Au début du XVIIème siècle, en Italie, Galileo Galilei, illustre professeur de mathématiques à l’université de Padoue, apprend l’existence d’une lunette hollandaise qui permettrait de voir de plus près des objets éloignés. Poussé par son insatiable curiosité, le savant italien décide alors d’améliorer ce « tube ». Il le rend plus performant et créée ainsi la première lunette astronomique, instrument permettant d’observer les étoiles invisibles à l’œil nu. Sa vie est actuellement mise en scène au théâtre Monfort.
Quelques mois plus tard, le 10 janvier 1610, Galilée fait une découverte décisive, remettant par là même en question deux mille ans d’astronomie : il remarque quatre petites étoiles à côté de Jupiter, les satellites de Jupiter, qu’il nommera « étoiles Médicéennes » en hommage à Côme II de Médicis, son protecteur. Pour Galilée, Jupiter et ses satellites sont un modèle réduit du système solaire. Il pense ainsi pouvoir démontrer que les « boules de cristal » d’Aristote n’existent pas et que tous les corps célestes ne tournent pas autour de la Terre. Aristote et Ptolémée se seraient trompés ! Le Soleil est au centre de l’Univers et la Terre tourne autour de lui, clame-t-il haut et fort, reprenant la théorie de l’héliocentrisme chère à Copernic.
Mais alors si la Terre n’est plus au centre du système céleste et le Saint-Siège au centre de la Terre, où se situe Dieu dans ce nouvel ordre de l’Univers ? Les prises de position de Galilée vont se heurter à la puissance de l’Eglise et le conduire devant l’Inquisition. En 1633, le savant se verra dans l’obligation d’abjurer ses théories. Cette rétractation ne l’empêchera cependant pas de travailler en secret à la rédaction de ses Discorsi, son œuvre ultime.
Dans cette biographie théâtrale de Galilée, Jean-François Sivadier – et Brecht avant lui – choisit de nous montrer un homme dans la force de l’âge, loin de l’image stéréotypée du vieillard à barbe blanche. En effet, Galilée (1564-1642) a 46 ans lorsqu’il découvre en l’an 1610 un ciel différent de celui unanimement reconnu et bouleverse ainsi l’ordre du monde. L’astronome italien est interprété par Nicolas Bouchaud, immense comédien à l’énergie démesurée, qui fait de ce Galilée un personnage bouillonnant, isolé dans un monde aristotélicien et obscurantiste, voué corps et âme à la science et à la lutte pour la vérité.

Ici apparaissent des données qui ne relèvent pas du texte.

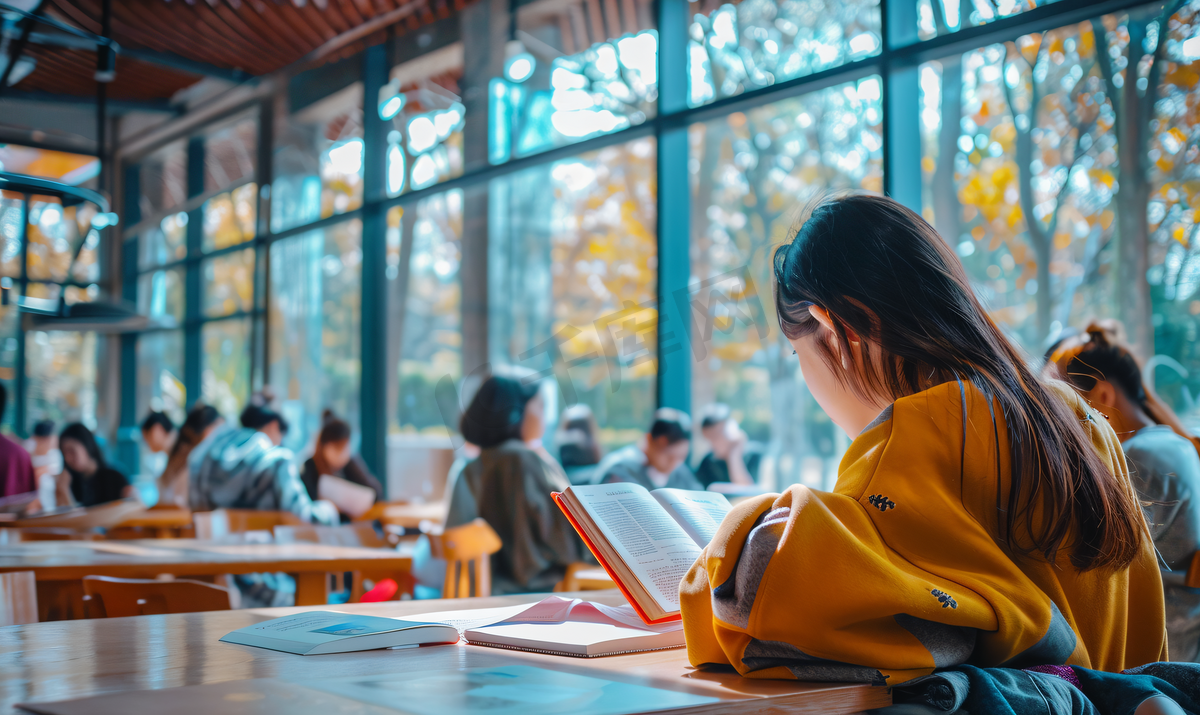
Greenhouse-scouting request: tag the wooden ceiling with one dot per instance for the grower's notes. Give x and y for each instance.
(252, 36)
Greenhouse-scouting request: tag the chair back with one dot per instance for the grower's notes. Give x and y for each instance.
(358, 534)
(114, 598)
(18, 598)
(467, 552)
(222, 522)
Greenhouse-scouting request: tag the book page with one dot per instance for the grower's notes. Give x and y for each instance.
(699, 512)
(652, 545)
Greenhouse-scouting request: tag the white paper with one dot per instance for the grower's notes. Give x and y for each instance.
(550, 610)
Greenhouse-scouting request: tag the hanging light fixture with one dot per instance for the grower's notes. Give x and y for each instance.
(390, 100)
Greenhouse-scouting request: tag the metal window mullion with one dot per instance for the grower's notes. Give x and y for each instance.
(673, 210)
(193, 290)
(373, 344)
(19, 379)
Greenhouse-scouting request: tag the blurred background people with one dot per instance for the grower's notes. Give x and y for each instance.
(509, 486)
(265, 420)
(246, 468)
(93, 481)
(43, 450)
(658, 460)
(333, 456)
(579, 443)
(1163, 457)
(159, 432)
(733, 457)
(16, 469)
(173, 482)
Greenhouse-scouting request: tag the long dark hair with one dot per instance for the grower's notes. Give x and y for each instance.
(496, 413)
(883, 272)
(81, 433)
(1101, 354)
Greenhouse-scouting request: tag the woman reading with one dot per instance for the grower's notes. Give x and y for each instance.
(981, 516)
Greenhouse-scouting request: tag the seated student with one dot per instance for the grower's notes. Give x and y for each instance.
(733, 457)
(509, 487)
(658, 460)
(159, 432)
(43, 450)
(577, 440)
(16, 470)
(245, 468)
(1165, 466)
(91, 480)
(173, 482)
(981, 515)
(333, 456)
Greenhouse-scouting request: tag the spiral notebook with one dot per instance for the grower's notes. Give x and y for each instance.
(562, 626)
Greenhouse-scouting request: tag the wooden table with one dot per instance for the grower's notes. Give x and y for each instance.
(54, 661)
(160, 523)
(408, 516)
(58, 562)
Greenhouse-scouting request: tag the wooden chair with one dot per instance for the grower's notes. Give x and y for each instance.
(114, 598)
(467, 552)
(357, 534)
(585, 577)
(18, 598)
(222, 522)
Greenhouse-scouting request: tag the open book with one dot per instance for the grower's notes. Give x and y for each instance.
(646, 541)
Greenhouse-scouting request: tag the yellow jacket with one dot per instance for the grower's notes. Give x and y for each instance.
(897, 571)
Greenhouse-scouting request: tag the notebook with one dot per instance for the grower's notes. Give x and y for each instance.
(562, 626)
(319, 632)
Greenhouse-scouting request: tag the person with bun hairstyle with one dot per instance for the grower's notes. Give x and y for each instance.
(983, 547)
(1164, 461)
(333, 456)
(509, 487)
(173, 482)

Le comédien est entouré de sept partenaires – cinq hommes et deux femmes – qui à eux seuls interprètent tous les personnages de la pièce. Ce parti pris d’une distribution restreinte accentue ainsi l’effet de distanciation déjà instauré par le jeu des acteurs à travers leur adresse au public.
La scénographie fait preuve d’une grande simplicité : un gigantesque plateau en bois clair incliné composé de trappes et de saillies diverses, un ballon en plastique bleu symbolisant la Terre. Sous des lumières chaudes et mordorées, l’ensemble est du plus bel effet.
A la fois historique et scientifique, cette pièce habilement construite pourrait, au premier abord, dérouter par le sérieux et la complexité de son sujet ainsi que par sa durée. Or, l’alternance de scènes graves, poétiques et burlesques, dans une langue parfaitement fluide, nous la rend très facile d’accès. Notons la très belle entrée en matière avec ce jeu de mimes entre Galilée et son élève Andréa, la digression burlesque sur le doute – « Le doute est le père de la création » disait Galilée -, les scènes poétiques au son de la musique de Nino Rota ou sur l’air de Que Sera Sera fredonné par la jeune Virginia dans sa robe de mariée…
Un seul petit bémol : emportés par leur énergie, certains acteurs crient par moments, ce qui est dommage…
Brecht écrit « La Vie de Galilée » en 1938-1939 lors de son exil au Danemark. C’est une pièce centrale de son œuvre car il ne cessera de la remanier pendant des années. On peut y voir un autoportrait de l’auteur allemand (1898-1956) luttant face à l’Allemagne nazie qu’il a dû fuir en 1933. Brecht, tout comme Galilée, lutte contre la dictature de la pensée unique, Hitler pouvant être comparé à la Sainte Inquisition. A travers sa pièce, il nous parle de son propre rapport à l’autorité en place et de son combat pour l’amour de la vérité.
« La Vie de Galilée », dans la mise en scène de Jean-François Sivadier, a été créée au Théâtre National de Bretagne en janvier 2002 et n’a cessé depuis d’être représentée. Elle se joue actuellement au Théâtre Monfort jusqu’au 21 juin.